L'information et la pédagogie jouent un rôle fondamental, et donc les états généraux également. Derrière la technicité apparente, de nombreux sujets peuvent être expliqués en des termes simples. Nous, acteurs publics, avons cette responsabilité. L'Agence de la biomédecine n'est pas la plus connue dans le paysage, mais d'autres acteurs y contribuent aussi : les ministères, les professionnels, les associations. Il est difficile de s'adapter aux différents canaux de communication existants et de maintenir la confiance. Les vecteurs de modernisation et de communication se sont différenciés via les réseaux sociaux, les blogs, les sites internet, qui contiennent énormément d'informations. Il est impossible, pour nos concitoyens, de s'y retrouver et pour moi de porter des messages de clarification, d'autant que la parole publique est parfois mise à distance...
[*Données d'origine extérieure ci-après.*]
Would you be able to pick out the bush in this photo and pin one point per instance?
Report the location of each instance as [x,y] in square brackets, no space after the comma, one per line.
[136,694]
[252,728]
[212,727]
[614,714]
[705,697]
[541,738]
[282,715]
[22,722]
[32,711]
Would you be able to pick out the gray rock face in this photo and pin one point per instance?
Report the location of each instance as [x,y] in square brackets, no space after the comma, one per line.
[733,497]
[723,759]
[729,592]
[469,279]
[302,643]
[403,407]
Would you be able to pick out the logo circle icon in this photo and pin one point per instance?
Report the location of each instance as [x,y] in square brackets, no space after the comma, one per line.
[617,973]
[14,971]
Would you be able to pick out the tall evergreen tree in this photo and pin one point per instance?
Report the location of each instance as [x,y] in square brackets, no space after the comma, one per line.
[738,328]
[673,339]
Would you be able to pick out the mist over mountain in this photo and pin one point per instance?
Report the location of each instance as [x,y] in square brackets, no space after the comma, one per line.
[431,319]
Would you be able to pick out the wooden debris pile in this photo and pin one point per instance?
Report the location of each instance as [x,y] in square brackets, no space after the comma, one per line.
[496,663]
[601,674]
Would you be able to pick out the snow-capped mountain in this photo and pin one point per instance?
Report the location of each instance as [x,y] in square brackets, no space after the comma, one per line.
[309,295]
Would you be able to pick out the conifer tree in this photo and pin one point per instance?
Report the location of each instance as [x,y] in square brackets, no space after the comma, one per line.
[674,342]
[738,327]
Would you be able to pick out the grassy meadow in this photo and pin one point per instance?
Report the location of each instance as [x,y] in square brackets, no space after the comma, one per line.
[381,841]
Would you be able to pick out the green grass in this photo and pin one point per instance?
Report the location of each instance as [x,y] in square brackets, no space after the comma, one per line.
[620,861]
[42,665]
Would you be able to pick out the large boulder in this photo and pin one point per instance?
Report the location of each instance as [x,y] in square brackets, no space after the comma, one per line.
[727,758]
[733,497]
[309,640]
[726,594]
Restons tous pédagogues : essayons d'intéresser nos concitoyens au-delà des grands événements que sont les états généraux ou la révision des lois de bioéthique, malgré les fantasmes et des présentations souvent amplifiées. Ramenons de la raison et soyons modestes : l'éthique est un questionnement. C'est un exercice délicat avec un équilibre fragile.
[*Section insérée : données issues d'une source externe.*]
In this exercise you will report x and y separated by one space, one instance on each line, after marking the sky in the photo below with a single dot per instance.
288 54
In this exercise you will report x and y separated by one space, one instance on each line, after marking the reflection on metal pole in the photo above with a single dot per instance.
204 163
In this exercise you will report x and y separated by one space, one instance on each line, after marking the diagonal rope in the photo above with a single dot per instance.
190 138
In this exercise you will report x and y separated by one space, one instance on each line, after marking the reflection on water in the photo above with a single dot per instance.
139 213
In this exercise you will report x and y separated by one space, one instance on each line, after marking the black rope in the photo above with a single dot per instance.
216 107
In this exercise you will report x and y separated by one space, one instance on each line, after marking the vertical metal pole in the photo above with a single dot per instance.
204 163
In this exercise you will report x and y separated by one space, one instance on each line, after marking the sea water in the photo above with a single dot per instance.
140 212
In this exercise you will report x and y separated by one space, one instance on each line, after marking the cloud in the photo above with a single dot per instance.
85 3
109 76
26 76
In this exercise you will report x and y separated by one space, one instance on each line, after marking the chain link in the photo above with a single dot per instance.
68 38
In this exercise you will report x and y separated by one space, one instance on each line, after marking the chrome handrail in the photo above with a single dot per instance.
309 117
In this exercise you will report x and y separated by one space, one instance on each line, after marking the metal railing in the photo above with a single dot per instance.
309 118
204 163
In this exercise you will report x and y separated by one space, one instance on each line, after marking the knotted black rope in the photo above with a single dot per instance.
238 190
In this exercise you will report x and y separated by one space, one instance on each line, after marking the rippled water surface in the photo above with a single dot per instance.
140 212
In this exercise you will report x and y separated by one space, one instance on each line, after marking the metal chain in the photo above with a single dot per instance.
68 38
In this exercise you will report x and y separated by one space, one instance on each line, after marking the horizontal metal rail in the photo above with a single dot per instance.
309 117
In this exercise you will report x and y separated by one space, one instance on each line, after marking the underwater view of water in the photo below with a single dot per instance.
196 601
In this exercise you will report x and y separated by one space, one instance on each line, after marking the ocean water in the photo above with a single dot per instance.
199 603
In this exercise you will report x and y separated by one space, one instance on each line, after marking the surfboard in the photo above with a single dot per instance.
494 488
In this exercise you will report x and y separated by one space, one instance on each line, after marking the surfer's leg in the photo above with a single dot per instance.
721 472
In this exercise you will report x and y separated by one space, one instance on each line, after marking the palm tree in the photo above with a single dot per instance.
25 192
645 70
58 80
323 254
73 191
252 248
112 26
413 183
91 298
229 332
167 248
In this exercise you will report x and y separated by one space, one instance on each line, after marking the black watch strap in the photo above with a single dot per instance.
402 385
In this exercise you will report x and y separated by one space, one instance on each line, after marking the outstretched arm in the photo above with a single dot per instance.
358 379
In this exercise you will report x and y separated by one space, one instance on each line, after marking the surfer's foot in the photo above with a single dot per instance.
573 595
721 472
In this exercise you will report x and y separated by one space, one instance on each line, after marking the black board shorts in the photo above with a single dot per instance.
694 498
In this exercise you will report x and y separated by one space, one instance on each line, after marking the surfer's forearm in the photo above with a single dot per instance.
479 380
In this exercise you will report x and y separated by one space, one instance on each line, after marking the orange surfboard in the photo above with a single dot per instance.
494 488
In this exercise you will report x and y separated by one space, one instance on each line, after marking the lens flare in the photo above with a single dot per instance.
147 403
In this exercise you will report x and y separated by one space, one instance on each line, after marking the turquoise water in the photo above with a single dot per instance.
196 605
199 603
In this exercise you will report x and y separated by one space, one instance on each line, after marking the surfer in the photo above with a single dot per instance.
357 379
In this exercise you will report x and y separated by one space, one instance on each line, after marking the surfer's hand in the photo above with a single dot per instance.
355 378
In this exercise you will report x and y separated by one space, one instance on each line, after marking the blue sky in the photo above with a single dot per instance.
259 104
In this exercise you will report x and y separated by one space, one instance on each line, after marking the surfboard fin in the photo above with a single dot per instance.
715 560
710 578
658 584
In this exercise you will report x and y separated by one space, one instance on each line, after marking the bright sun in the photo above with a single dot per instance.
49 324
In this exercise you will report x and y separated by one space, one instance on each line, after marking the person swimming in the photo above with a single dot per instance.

Les règles de bonnes pratiques de 2017, au-delà de la loi de bioéthique, ont aussi pris en compte les directives postérieures sur le coding et les retours d'expérience sur la vigilance qui nous ont conduits à porter l'attention sur certains sujets. Lorsqu'elle révise les règles de bonnes pratiques, l'Agence essaie de rencontrer le plus de professionnels. Cette concertation dure deux ans avant la validation des propositions par le ministère. Nous nous sommes engagés dans la révision de ces bonnes pratiques lorsque le corpus était suffisant. Vous-mêmes, législateurs, réfléchissez au niveau de détail et aux modes de régulations les plus souples. Entre chaque révision, les règles législatives et réglementaires doivent être appliquées davantage ; il s'agit donc d'un document exhaustif regroupant toutes les règles à l'instant « t », et qui clarifie les pratiques.

La place du patient dans la médecine du futur est un très bel objet de réflexion philosophique pour les étudiants en médecine... Nos sujets sont complexes, sans réponse évidente. La place du patient dans la médecine a évolué, elle est bien plus importante qu'il y a quinze ans. Ces questions sensibles, compliquées et techniques, renouvellent la définition et la place du patient. Nous devons nous poser collectivement ces questions redoutables, sinon des réponses seront apportées autrement. Ayons le même questionnement éthique sur la relation entre notre système de santé et le patient que sur la relation entre le médecin et le patient. L'éthique ne se résume pas à des lois ou des règlements, elle est aussi un comportement et une organisation. Cette interrogation éthique relève de la responsabilité personnelle, redoutable, de chaque professionnel - presque aussi redoutable que celle qui pèse sur vos épaules en ce moment.